There are other problems with widespread vaccination besides the inevitable morbidity and mortality directly attributable to the vaccine. First, blood banks will not accept blood from persons for at least several weeks following vaccination or infection from exposure to a vaccinee.

Second, it is unclear who will bear the financial liability for damage to vaccinees, or to persons secondarily infected by exposure to vaccinees. (The Bush administration's remedy was to propose a scheme for compensating persons injured by smallpox vaccination. However, it does not define rigorously and scientifically the circumstances and timeframes of injuries that are likely to be related to the vaccine; and without these scientific definitions, the administration's plan creates yet another open-ended federal entitlement program - the last thing we need at a time of skyrocketing health care costs and federal deficits.)

Third, persons who receive the smallpox vaccine will develop a long-term immunity that will interfere with poxvirus-based treatments now being developed against HIV and various cancers.

We are being penalized once again by the law of unintended consequences.

If re-emergence of smallpox were likely, widespread vaccination would be appropriate. However, smallpox virus no longer occurs in nature but is limited to two known, legitimate repositories, one in the United States, the other in Russia (and perhaps to illegitimate ones in several other countries). It is very difficult to obtain, and to cultivate and disseminate.

Also, smallpox is not immediately contagious after infection. It can be transmitted from one person to another only after an incubation period and the appearance of the characteristic rash, by which time the victim is prostrate, bedridden and probably hospitalized. Therefore, the much-publicized scenario in which suicide terrorists infect themselves and then spread the disease widely through the population is not a realistic one.

Moreover, although universal smallpox vaccination was phased out throughout the world during the 1970s, individuals who were vaccinated prior to that time retain significant immunity from these immunizations, both against contracting the disease and against a fatal outcome in case of infection. Scientists know a great deal about the long-term retention of immunity from a landmark study of 1,163 smallpox cases in Liverpool, England in 1902-1903. Among those infected, seven percent of the people 50 or older who had received the vaccine as children experienced severe disease and death, while 26 percent of unvaccinated people in that age group contracted serious cases of smallpox and all died.

Even if an outbreak were to occur, public health authorities know how to respond. Control depends upon early detection, quarantine of infected individuals, surveillance of contacts, and focused, aggressive vaccination of all possible contacts - an approach dubbed "quarantine-ring vaccination."

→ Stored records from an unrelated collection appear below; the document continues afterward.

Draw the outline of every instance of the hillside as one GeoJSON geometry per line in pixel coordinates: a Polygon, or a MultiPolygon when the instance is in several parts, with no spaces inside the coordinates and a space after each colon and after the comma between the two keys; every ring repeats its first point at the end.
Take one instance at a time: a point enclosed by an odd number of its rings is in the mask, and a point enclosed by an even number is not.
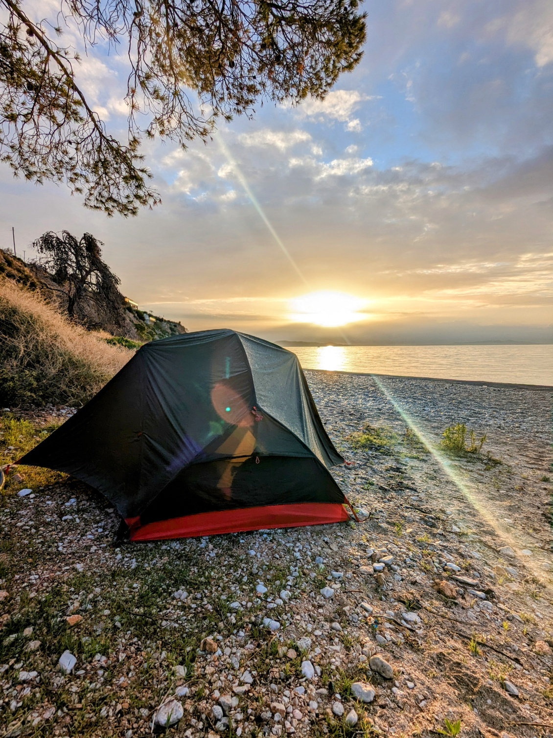
{"type": "MultiPolygon", "coordinates": [[[[66,295],[44,267],[26,263],[18,257],[0,249],[0,277],[2,276],[37,292],[46,303],[54,305],[62,313],[66,313],[66,295]]],[[[125,304],[125,320],[122,330],[115,331],[111,326],[103,325],[91,301],[86,306],[86,328],[108,331],[136,341],[154,341],[186,333],[186,328],[180,323],[139,310],[132,300],[128,300],[125,304]]]]}

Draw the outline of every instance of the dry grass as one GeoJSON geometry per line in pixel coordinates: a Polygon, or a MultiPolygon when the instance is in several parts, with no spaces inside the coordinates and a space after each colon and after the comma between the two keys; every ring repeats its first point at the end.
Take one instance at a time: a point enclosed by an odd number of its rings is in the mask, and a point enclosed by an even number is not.
{"type": "Polygon", "coordinates": [[[133,356],[76,325],[36,293],[0,280],[0,404],[77,404],[133,356]]]}

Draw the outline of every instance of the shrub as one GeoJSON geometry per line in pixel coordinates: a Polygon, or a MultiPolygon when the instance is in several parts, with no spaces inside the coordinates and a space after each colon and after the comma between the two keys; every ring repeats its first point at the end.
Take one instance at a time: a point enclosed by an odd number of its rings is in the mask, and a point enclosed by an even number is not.
{"type": "Polygon", "coordinates": [[[442,448],[453,453],[479,453],[486,442],[485,435],[477,439],[474,431],[467,431],[464,423],[448,426],[442,435],[442,448]]]}
{"type": "Polygon", "coordinates": [[[142,345],[140,341],[133,341],[124,336],[113,336],[111,338],[106,338],[105,342],[108,343],[110,346],[122,346],[123,348],[131,348],[133,351],[140,348],[142,345]]]}
{"type": "Polygon", "coordinates": [[[0,280],[0,404],[75,405],[90,399],[132,353],[71,323],[30,292],[0,280]]]}
{"type": "Polygon", "coordinates": [[[354,449],[390,453],[399,441],[398,436],[386,426],[378,427],[366,423],[361,432],[352,433],[348,440],[354,449]]]}

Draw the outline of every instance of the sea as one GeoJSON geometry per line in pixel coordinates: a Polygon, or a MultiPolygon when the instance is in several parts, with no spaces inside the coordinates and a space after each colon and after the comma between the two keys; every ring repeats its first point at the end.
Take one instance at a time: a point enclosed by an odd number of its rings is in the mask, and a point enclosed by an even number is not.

Finally, the federal government has taken steps to cope with the possibility of a terrorist attack involving smallpox, by educating doctors to recognize the disease and by vaccinating small teams of experts who can rush to any part of the country to confirm the diagnosis, and contain and treat an outbreak. One important lesson that SARS has taught us is the importance of a rapid, well-coordinated, and systematic response to outbreaks of serious infectious diseases.

It is imprudent to inoculate widely against a non-existent disease with a vaccine that has serious and frequent side effects. Better to immunize only a minimum of government first-responders and hospital workers who would be involved in a reported outbreak, then vaccinate more widely if an actual case is found. Any other course of action would be driven more by public relations than public health.

Sherlock Holmes admonished in A Scandal in Bohemia that "it is a capital mistake to theorize before one has data." It is worse to make the wrong decision after one has data.

Henry I. Miller, a physician, is a fellow at the Hoover Institution and the author of To America's Health: A Proposal to Reform the Food and Drug Administration. He was an official at the FDA from 1979-1994.